Was anything different? Two things. First, one good thing-- the tight control people did have statistically fewer non-fatal heart attacks--maybe a 15% reduction in the risk of having one of those. Second, the bad thing-- your chance of having a severe episode of low blood sugar, which could lead to seizures or coma, was more than twice as great in the tight control group. For every one person you'd save from having a non-fatal heart attack, you would have about 5 who suffered severe attacks of low blood sugar.
So what's going on here? We have been brainwashed that diabetes treatment is all about controlling blood sugar, which is certainly the case in juvenile onset or type 1 diabetes. In the much more common adult or type 2 diabetes, the evidence is overwhelming that tight control is not the answer, and that our disease model should be all about blood vessel damage prevention and not about tight sugar control. So what does help in diabetes? First, good ol' diet and exercise. Second, quit smoking. Third, control high blood pressure.
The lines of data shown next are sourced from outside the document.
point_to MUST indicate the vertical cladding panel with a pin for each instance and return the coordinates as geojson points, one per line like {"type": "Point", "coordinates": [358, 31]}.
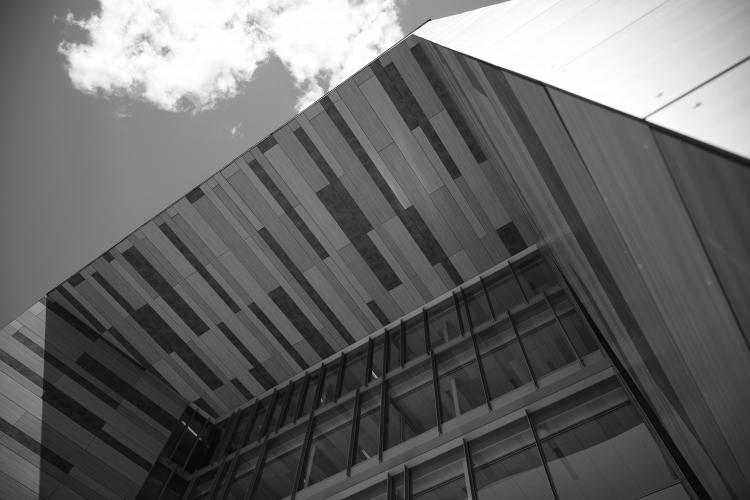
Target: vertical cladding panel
{"type": "Point", "coordinates": [92, 433]}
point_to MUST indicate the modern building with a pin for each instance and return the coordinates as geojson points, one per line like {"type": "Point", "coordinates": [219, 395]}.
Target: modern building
{"type": "Point", "coordinates": [509, 258]}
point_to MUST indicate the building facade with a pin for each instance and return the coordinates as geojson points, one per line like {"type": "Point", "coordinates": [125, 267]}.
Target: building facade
{"type": "Point", "coordinates": [508, 258]}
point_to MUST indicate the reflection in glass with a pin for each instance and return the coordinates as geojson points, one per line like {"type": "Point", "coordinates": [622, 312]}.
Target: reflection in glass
{"type": "Point", "coordinates": [507, 465]}
{"type": "Point", "coordinates": [504, 291]}
{"type": "Point", "coordinates": [280, 467]}
{"type": "Point", "coordinates": [459, 380]}
{"type": "Point", "coordinates": [377, 491]}
{"type": "Point", "coordinates": [502, 359]}
{"type": "Point", "coordinates": [479, 308]}
{"type": "Point", "coordinates": [443, 322]}
{"type": "Point", "coordinates": [202, 488]}
{"type": "Point", "coordinates": [410, 407]}
{"type": "Point", "coordinates": [354, 374]}
{"type": "Point", "coordinates": [440, 478]}
{"type": "Point", "coordinates": [612, 456]}
{"type": "Point", "coordinates": [368, 434]}
{"type": "Point", "coordinates": [330, 443]}
{"type": "Point", "coordinates": [243, 474]}
{"type": "Point", "coordinates": [547, 348]}
{"type": "Point", "coordinates": [580, 335]}
{"type": "Point", "coordinates": [534, 275]}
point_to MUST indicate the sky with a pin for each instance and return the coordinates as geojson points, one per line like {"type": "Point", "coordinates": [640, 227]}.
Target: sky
{"type": "Point", "coordinates": [113, 109]}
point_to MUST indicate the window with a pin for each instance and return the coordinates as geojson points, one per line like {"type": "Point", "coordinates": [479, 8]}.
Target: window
{"type": "Point", "coordinates": [329, 447]}
{"type": "Point", "coordinates": [368, 435]}
{"type": "Point", "coordinates": [442, 477]}
{"type": "Point", "coordinates": [461, 387]}
{"type": "Point", "coordinates": [410, 404]}
{"type": "Point", "coordinates": [443, 322]}
{"type": "Point", "coordinates": [502, 359]}
{"type": "Point", "coordinates": [507, 464]}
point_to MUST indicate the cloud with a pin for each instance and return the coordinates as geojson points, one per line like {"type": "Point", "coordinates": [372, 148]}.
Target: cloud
{"type": "Point", "coordinates": [186, 56]}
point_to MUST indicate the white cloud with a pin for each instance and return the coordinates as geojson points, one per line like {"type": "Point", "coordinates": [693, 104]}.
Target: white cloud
{"type": "Point", "coordinates": [188, 55]}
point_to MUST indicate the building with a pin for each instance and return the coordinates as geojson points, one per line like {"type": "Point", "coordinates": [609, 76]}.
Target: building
{"type": "Point", "coordinates": [508, 258]}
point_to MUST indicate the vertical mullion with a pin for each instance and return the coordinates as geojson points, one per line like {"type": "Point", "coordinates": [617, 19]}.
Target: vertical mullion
{"type": "Point", "coordinates": [428, 347]}
{"type": "Point", "coordinates": [386, 351]}
{"type": "Point", "coordinates": [340, 376]}
{"type": "Point", "coordinates": [482, 374]}
{"type": "Point", "coordinates": [303, 456]}
{"type": "Point", "coordinates": [407, 483]}
{"type": "Point", "coordinates": [355, 431]}
{"type": "Point", "coordinates": [562, 327]}
{"type": "Point", "coordinates": [487, 296]}
{"type": "Point", "coordinates": [368, 361]}
{"type": "Point", "coordinates": [541, 454]}
{"type": "Point", "coordinates": [402, 329]}
{"type": "Point", "coordinates": [287, 402]}
{"type": "Point", "coordinates": [269, 412]}
{"type": "Point", "coordinates": [257, 472]}
{"type": "Point", "coordinates": [523, 349]}
{"type": "Point", "coordinates": [229, 433]}
{"type": "Point", "coordinates": [457, 304]}
{"type": "Point", "coordinates": [438, 408]}
{"type": "Point", "coordinates": [221, 494]}
{"type": "Point", "coordinates": [470, 470]}
{"type": "Point", "coordinates": [198, 439]}
{"type": "Point", "coordinates": [518, 282]}
{"type": "Point", "coordinates": [303, 394]}
{"type": "Point", "coordinates": [383, 416]}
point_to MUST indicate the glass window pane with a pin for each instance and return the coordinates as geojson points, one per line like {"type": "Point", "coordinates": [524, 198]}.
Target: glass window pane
{"type": "Point", "coordinates": [312, 388]}
{"type": "Point", "coordinates": [535, 275]}
{"type": "Point", "coordinates": [440, 478]}
{"type": "Point", "coordinates": [354, 375]}
{"type": "Point", "coordinates": [278, 407]}
{"type": "Point", "coordinates": [397, 487]}
{"type": "Point", "coordinates": [328, 393]}
{"type": "Point", "coordinates": [202, 486]}
{"type": "Point", "coordinates": [502, 359]}
{"type": "Point", "coordinates": [377, 358]}
{"type": "Point", "coordinates": [459, 380]}
{"type": "Point", "coordinates": [243, 474]}
{"type": "Point", "coordinates": [507, 465]}
{"type": "Point", "coordinates": [394, 348]}
{"type": "Point", "coordinates": [280, 468]}
{"type": "Point", "coordinates": [240, 432]}
{"type": "Point", "coordinates": [330, 443]}
{"type": "Point", "coordinates": [256, 432]}
{"type": "Point", "coordinates": [415, 339]}
{"type": "Point", "coordinates": [479, 308]}
{"type": "Point", "coordinates": [375, 492]}
{"type": "Point", "coordinates": [369, 425]}
{"type": "Point", "coordinates": [579, 333]}
{"type": "Point", "coordinates": [293, 402]}
{"type": "Point", "coordinates": [410, 407]}
{"type": "Point", "coordinates": [547, 347]}
{"type": "Point", "coordinates": [504, 291]}
{"type": "Point", "coordinates": [612, 456]}
{"type": "Point", "coordinates": [443, 322]}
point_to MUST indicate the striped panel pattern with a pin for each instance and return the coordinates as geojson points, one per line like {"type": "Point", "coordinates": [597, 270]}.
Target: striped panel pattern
{"type": "Point", "coordinates": [644, 226]}
{"type": "Point", "coordinates": [370, 203]}
{"type": "Point", "coordinates": [78, 419]}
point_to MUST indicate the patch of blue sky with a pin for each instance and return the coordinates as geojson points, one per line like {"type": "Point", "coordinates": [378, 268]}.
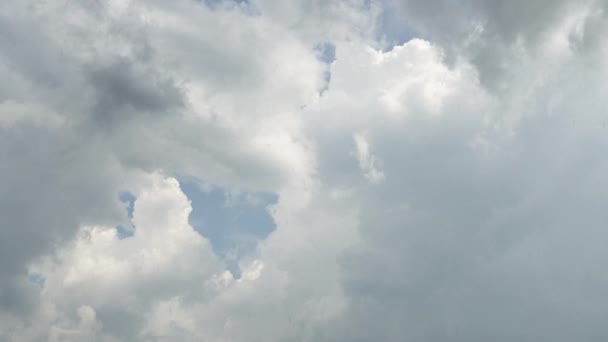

In short, treat diabetes as a disease in which you need to prevent further vessel damage. (One drug, by the way, is quite good for type 2 diabetes--metformin, a cheap generic, that helps prevent heart disease and also lowers blood sugar, but the two effects seem to be unrelated.)
But you'll never hear that message from drug companies who make drugs that do a wonderful job of lowering blood sugar, but don't do squat to make patients live any longer or healthier. Or from the device and supply companies that make a mint charging Medicare for the test strips that go in that cute little machine.